So much for horror stories.



Is war ever necessary?  Aggressive war should never be justified.  Whether it is an attack on another nation, ethnic or religious group, or tribe it should never happen.  But defending oneself against such an attack is probably, unfortunately, necessary.  Whether the aggressor is another country or a terrorist organization, defence is justified. 



Wars tend to be started by governments of older men, and now women.  They are then fought by young men and women. 



One of the forms of warfare that we are seeing vividly today is civil war.  Civil war is never civil and as we see in Syria, it can be very violent and cruel.
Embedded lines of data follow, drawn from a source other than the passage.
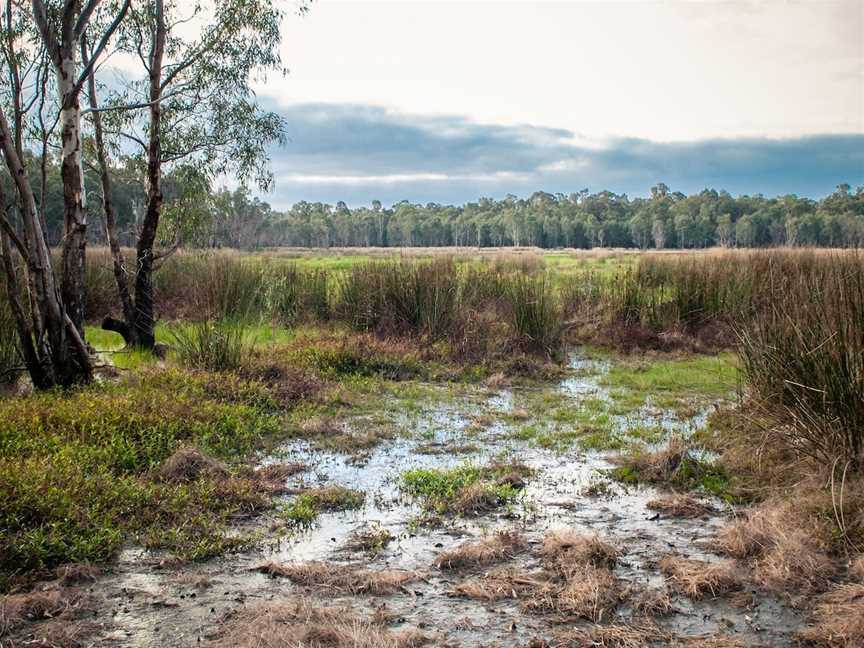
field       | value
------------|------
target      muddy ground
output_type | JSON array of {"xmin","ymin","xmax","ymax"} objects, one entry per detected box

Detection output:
[{"xmin": 44, "ymin": 354, "xmax": 805, "ymax": 647}]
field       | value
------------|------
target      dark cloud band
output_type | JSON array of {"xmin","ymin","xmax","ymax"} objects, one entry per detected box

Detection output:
[{"xmin": 262, "ymin": 101, "xmax": 864, "ymax": 207}]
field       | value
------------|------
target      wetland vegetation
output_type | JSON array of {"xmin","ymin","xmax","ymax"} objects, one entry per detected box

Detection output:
[{"xmin": 1, "ymin": 246, "xmax": 862, "ymax": 648}]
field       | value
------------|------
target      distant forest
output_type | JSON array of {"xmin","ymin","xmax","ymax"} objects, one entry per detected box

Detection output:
[{"xmin": 8, "ymin": 155, "xmax": 864, "ymax": 250}]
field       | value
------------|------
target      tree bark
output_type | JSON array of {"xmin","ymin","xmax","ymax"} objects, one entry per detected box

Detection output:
[
  {"xmin": 84, "ymin": 39, "xmax": 137, "ymax": 345},
  {"xmin": 129, "ymin": 0, "xmax": 166, "ymax": 350}
]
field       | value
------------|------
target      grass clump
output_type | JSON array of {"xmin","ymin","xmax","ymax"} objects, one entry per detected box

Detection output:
[
  {"xmin": 400, "ymin": 462, "xmax": 531, "ymax": 515},
  {"xmin": 343, "ymin": 523, "xmax": 394, "ymax": 556},
  {"xmin": 257, "ymin": 562, "xmax": 415, "ymax": 595},
  {"xmin": 281, "ymin": 486, "xmax": 365, "ymax": 528},
  {"xmin": 657, "ymin": 556, "xmax": 742, "ymax": 600},
  {"xmin": 610, "ymin": 438, "xmax": 734, "ymax": 500},
  {"xmin": 209, "ymin": 599, "xmax": 425, "ymax": 648},
  {"xmin": 170, "ymin": 320, "xmax": 253, "ymax": 372},
  {"xmin": 796, "ymin": 583, "xmax": 864, "ymax": 648},
  {"xmin": 435, "ymin": 530, "xmax": 526, "ymax": 570},
  {"xmin": 736, "ymin": 251, "xmax": 864, "ymax": 470}
]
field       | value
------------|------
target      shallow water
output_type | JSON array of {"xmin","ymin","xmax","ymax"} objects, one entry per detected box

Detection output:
[{"xmin": 90, "ymin": 353, "xmax": 803, "ymax": 647}]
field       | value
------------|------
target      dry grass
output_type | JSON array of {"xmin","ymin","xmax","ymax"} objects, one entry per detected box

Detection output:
[
  {"xmin": 796, "ymin": 583, "xmax": 864, "ymax": 648},
  {"xmin": 647, "ymin": 495, "xmax": 715, "ymax": 518},
  {"xmin": 342, "ymin": 525, "xmax": 394, "ymax": 556},
  {"xmin": 671, "ymin": 638, "xmax": 750, "ymax": 648},
  {"xmin": 210, "ymin": 600, "xmax": 426, "ymax": 648},
  {"xmin": 631, "ymin": 587, "xmax": 675, "ymax": 617},
  {"xmin": 546, "ymin": 618, "xmax": 670, "ymax": 647},
  {"xmin": 716, "ymin": 498, "xmax": 838, "ymax": 595},
  {"xmin": 252, "ymin": 462, "xmax": 306, "ymax": 493},
  {"xmin": 450, "ymin": 482, "xmax": 510, "ymax": 514},
  {"xmin": 619, "ymin": 437, "xmax": 690, "ymax": 482},
  {"xmin": 153, "ymin": 446, "xmax": 230, "ymax": 483},
  {"xmin": 850, "ymin": 555, "xmax": 864, "ymax": 582},
  {"xmin": 435, "ymin": 530, "xmax": 526, "ymax": 569},
  {"xmin": 54, "ymin": 564, "xmax": 98, "ymax": 587},
  {"xmin": 522, "ymin": 565, "xmax": 626, "ymax": 622},
  {"xmin": 256, "ymin": 562, "xmax": 416, "ymax": 595},
  {"xmin": 541, "ymin": 530, "xmax": 620, "ymax": 573},
  {"xmin": 452, "ymin": 568, "xmax": 544, "ymax": 602},
  {"xmin": 657, "ymin": 557, "xmax": 741, "ymax": 600},
  {"xmin": 0, "ymin": 588, "xmax": 93, "ymax": 644}
]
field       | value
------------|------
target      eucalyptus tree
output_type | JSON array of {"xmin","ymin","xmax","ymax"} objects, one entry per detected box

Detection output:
[
  {"xmin": 0, "ymin": 0, "xmax": 129, "ymax": 388},
  {"xmin": 90, "ymin": 0, "xmax": 305, "ymax": 349}
]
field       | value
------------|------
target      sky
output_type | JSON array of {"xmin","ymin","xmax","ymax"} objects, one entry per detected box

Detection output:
[{"xmin": 252, "ymin": 0, "xmax": 864, "ymax": 208}]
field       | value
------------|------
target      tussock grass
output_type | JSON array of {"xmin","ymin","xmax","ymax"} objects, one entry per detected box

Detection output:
[
  {"xmin": 657, "ymin": 557, "xmax": 741, "ymax": 600},
  {"xmin": 343, "ymin": 524, "xmax": 394, "ymax": 556},
  {"xmin": 400, "ymin": 462, "xmax": 531, "ymax": 515},
  {"xmin": 521, "ymin": 565, "xmax": 626, "ymax": 621},
  {"xmin": 544, "ymin": 618, "xmax": 670, "ymax": 648},
  {"xmin": 646, "ymin": 495, "xmax": 715, "ymax": 518},
  {"xmin": 716, "ymin": 496, "xmax": 843, "ymax": 596},
  {"xmin": 796, "ymin": 583, "xmax": 864, "ymax": 648},
  {"xmin": 209, "ymin": 600, "xmax": 426, "ymax": 648},
  {"xmin": 735, "ymin": 251, "xmax": 864, "ymax": 470},
  {"xmin": 435, "ymin": 530, "xmax": 526, "ymax": 570},
  {"xmin": 256, "ymin": 562, "xmax": 415, "ymax": 595},
  {"xmin": 171, "ymin": 320, "xmax": 253, "ymax": 372},
  {"xmin": 541, "ymin": 531, "xmax": 620, "ymax": 573},
  {"xmin": 611, "ymin": 438, "xmax": 732, "ymax": 499}
]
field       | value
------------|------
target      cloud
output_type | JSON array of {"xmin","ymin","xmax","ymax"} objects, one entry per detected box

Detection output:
[{"xmin": 258, "ymin": 101, "xmax": 864, "ymax": 208}]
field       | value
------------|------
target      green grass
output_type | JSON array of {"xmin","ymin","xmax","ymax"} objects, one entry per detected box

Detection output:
[
  {"xmin": 400, "ymin": 462, "xmax": 531, "ymax": 515},
  {"xmin": 601, "ymin": 353, "xmax": 738, "ymax": 411},
  {"xmin": 0, "ymin": 367, "xmax": 288, "ymax": 580},
  {"xmin": 281, "ymin": 486, "xmax": 365, "ymax": 528}
]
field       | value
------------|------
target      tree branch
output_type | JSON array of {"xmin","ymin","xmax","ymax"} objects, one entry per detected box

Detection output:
[{"xmin": 71, "ymin": 0, "xmax": 131, "ymax": 99}]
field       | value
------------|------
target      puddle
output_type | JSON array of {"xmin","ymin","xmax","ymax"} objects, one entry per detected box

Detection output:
[{"xmin": 88, "ymin": 352, "xmax": 804, "ymax": 647}]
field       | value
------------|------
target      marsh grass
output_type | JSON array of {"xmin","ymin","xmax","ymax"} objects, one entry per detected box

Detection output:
[
  {"xmin": 171, "ymin": 320, "xmax": 254, "ymax": 372},
  {"xmin": 736, "ymin": 251, "xmax": 864, "ymax": 469},
  {"xmin": 400, "ymin": 462, "xmax": 532, "ymax": 515}
]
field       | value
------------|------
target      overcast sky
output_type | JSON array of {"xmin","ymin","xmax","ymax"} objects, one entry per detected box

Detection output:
[{"xmin": 251, "ymin": 0, "xmax": 864, "ymax": 208}]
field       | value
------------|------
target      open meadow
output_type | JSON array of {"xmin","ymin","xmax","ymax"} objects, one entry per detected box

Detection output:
[{"xmin": 1, "ymin": 247, "xmax": 862, "ymax": 648}]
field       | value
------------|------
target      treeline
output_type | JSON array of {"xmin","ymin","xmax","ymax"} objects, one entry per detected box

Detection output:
[{"xmin": 13, "ymin": 158, "xmax": 864, "ymax": 250}]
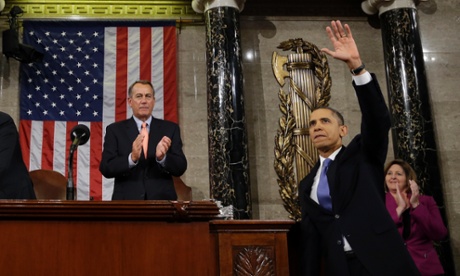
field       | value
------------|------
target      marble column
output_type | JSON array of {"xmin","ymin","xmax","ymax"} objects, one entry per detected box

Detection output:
[
  {"xmin": 362, "ymin": 0, "xmax": 455, "ymax": 274},
  {"xmin": 192, "ymin": 0, "xmax": 251, "ymax": 219}
]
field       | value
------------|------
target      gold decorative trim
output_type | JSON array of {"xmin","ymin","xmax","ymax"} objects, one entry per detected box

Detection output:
[{"xmin": 2, "ymin": 1, "xmax": 201, "ymax": 19}]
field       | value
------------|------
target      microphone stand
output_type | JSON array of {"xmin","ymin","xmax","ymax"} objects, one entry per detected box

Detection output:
[
  {"xmin": 66, "ymin": 143, "xmax": 78, "ymax": 200},
  {"xmin": 66, "ymin": 124, "xmax": 90, "ymax": 200}
]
In the past 30 years there have been several civil wars in Africa alone – Somalia (Black Hawk Down), Sudan, Rwanda, the Congo and Nigeria and several of these civil wars are still ongoing.   The American Civil War in 1861 to 1865 had the largest number of American battle deaths of any war ever fought by the United States.  Over 600,000 killed.



Whether aggressive or defensive, war is hell.



If wars have to be fought, how should they be carried out.  It is nice to think that we have the Geneva Conventions to keep war “civilized”.  They indicate the way war is supposed to be fought.  But once battle has been joined, war becomes armed chaos.  The Conventions are broken all the time, even by countries that we think are civilized and our allies.  Survival becomes the one measure of success.  In many cases, the original aim of a conflict is forgotten and fighting rages on regardless, as stated by General Colin Powell, “fighting often continues long past the point where a ‘rational’ calculation would indicate that the war should be ended.” The objective of the Iraq War was to change the regime of Saddam Hussein.  This was achieved within days of the initial attack.  The Iraq war went on for months, and in one form or another goes on today.



War is, indeed, Hell.



But there is one war that we should probably all fight.  It may be the war that will, finally, save civilization as no other war has ever done.  You don’t have to sign up for this war.  There is no army to join.  No drills to carry out. All you have to do is carry on with your life in a way that will sustain our planet. I speak, of course of the war on climate change.  This is a challenge you should all accept.



Thank you for your time and indulgence.  It has been my pleasure to be here today.